One applicator-dose (applicator filled to the red mark) is
0.5g Ovestin Cream containing 0.5 mg estriol.
Adults and
Elderly
• Treatment of atrophic vaginitis
For initiation and continuation of treatment of
postmenopausal symptoms, the lowest effective dose for the shortest
duration (see also section 4.4) should be used.
The usual dose for atrophic vaginitis associated with the
menopause is one applicator-dose per day for 2 to 3 weeks.
As maintenance dosage, one applicator-dose twice a week is
recommended.
Medication should be discontinued every 2 to 3 months for a
period of 4 weeks to assess the necessity for further treatment.
• Pre-surgery therapy
One applicator-dose per day should begin 2 weeks before the
operation.
• Post-surgery therapy
Following surgery a period of at least 2 weeks should be
allowed before resuming therapy using one applicator-dose twice a
week.
In women not taking HRT or women who switch from another
continuous combined HRT product, treatment with Ovestin Cream may be
started on any day. Women who switch from cyclic HRT regimen should
start Ovestin Cream treatment one week after completion of the
cycle.
Route of
Administration
Ovestin Cream is administered intravaginally by means of a
calibrated applicator.
The following 'Instructions for Use' should be given to the
patient and are included in the Patient Information Leaflet:
How to Apply the
Cream
Use the applicator to apply the cream in the vagina. It is a
good idea to do this before going to bed.
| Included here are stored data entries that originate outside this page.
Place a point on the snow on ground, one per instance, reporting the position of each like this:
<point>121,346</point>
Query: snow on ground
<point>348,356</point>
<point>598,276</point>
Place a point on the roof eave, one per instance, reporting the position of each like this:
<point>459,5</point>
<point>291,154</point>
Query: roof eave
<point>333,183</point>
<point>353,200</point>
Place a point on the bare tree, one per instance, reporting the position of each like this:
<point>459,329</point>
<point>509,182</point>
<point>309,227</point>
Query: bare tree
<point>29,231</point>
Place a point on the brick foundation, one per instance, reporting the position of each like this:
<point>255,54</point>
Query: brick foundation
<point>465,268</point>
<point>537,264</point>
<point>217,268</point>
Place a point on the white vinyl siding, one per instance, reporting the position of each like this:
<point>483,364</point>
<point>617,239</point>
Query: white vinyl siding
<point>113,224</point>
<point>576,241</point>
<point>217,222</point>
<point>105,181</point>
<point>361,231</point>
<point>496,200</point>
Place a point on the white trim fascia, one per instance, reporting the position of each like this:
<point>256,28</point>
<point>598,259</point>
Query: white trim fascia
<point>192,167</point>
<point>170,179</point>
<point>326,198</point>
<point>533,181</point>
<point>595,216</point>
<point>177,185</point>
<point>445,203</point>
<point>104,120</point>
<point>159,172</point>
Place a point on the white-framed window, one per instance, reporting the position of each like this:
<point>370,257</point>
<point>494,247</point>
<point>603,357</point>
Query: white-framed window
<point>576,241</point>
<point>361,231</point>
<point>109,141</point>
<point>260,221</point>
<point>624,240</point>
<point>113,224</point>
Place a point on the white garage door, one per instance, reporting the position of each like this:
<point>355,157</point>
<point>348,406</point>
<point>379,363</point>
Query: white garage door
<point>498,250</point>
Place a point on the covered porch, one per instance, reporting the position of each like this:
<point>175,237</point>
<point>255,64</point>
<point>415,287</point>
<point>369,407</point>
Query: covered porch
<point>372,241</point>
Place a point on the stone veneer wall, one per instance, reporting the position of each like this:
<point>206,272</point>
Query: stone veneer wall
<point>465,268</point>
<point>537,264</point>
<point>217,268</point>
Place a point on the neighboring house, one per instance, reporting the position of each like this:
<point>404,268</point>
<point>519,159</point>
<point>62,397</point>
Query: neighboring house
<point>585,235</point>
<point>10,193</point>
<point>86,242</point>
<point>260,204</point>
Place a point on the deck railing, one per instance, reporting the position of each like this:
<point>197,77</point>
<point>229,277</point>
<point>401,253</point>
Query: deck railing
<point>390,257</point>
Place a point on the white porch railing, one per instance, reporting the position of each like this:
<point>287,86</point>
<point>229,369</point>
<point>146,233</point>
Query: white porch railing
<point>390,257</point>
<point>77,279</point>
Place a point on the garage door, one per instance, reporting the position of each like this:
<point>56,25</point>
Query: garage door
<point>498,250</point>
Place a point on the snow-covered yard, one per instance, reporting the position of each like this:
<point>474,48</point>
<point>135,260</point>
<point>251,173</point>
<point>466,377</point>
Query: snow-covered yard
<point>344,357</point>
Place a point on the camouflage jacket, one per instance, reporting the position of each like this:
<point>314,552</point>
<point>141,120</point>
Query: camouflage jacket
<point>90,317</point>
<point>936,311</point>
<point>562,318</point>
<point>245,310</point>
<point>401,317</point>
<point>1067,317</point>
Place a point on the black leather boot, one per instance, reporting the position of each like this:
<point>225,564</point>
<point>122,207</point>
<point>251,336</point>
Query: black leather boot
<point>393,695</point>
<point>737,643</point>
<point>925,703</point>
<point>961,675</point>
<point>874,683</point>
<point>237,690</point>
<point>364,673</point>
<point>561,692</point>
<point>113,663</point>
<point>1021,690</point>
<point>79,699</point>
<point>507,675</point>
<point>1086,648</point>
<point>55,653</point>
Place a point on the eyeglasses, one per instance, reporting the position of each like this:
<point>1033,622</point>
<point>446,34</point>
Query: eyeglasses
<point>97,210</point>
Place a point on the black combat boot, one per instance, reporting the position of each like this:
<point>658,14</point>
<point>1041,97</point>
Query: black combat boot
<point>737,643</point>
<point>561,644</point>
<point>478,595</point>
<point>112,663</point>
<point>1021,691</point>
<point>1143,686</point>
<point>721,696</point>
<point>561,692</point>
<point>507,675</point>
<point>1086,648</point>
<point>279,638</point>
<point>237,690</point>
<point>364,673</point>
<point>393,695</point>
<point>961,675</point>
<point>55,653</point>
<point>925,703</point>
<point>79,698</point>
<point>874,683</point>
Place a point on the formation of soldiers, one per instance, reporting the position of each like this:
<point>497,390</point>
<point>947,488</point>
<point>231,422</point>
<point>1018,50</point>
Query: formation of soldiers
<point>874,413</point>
1. Remove cap from the tube, invert it, and use the sharp
point to open the tube.
2. Screw the end of the applicator onto the tube.
3. Squeeze tube to fill the applicator with the cream until
the plunger stops (at the ring mark).
4. Unscrew applicator from tube and replace cap on tube.
5. To apply the cream, lie down, insert the end of the
applicator deep into the vagina and slowly push plunger all the way
in.
After use, pull the plunger out of the barrel. Wash the
plunger and barrel in hand hot, soapy water. Do not use detergents.
Rinse well with clean water afterwards.
DO NOT PUT THE APPLICATOR IN BOILING WATER.
A missed dose should be administered as soon as remembered,
unless it is more than 12 hours overdue. In the latter case the
missed dose should be skipped and the next dose should be
administered at the normal time. Two doses should never be
administered on the same day.
Cyclic administration of a progestagen to prevent endometrial
stimulation is not necessary provided the daily dose does not exceed
1 applicator-dose (0.5mg estriol) and this maximum dose is not used
for more than several weeks (see section 4.4 Endometrial
hyperplasia).
Children
There are no clinical trials to support the use in children.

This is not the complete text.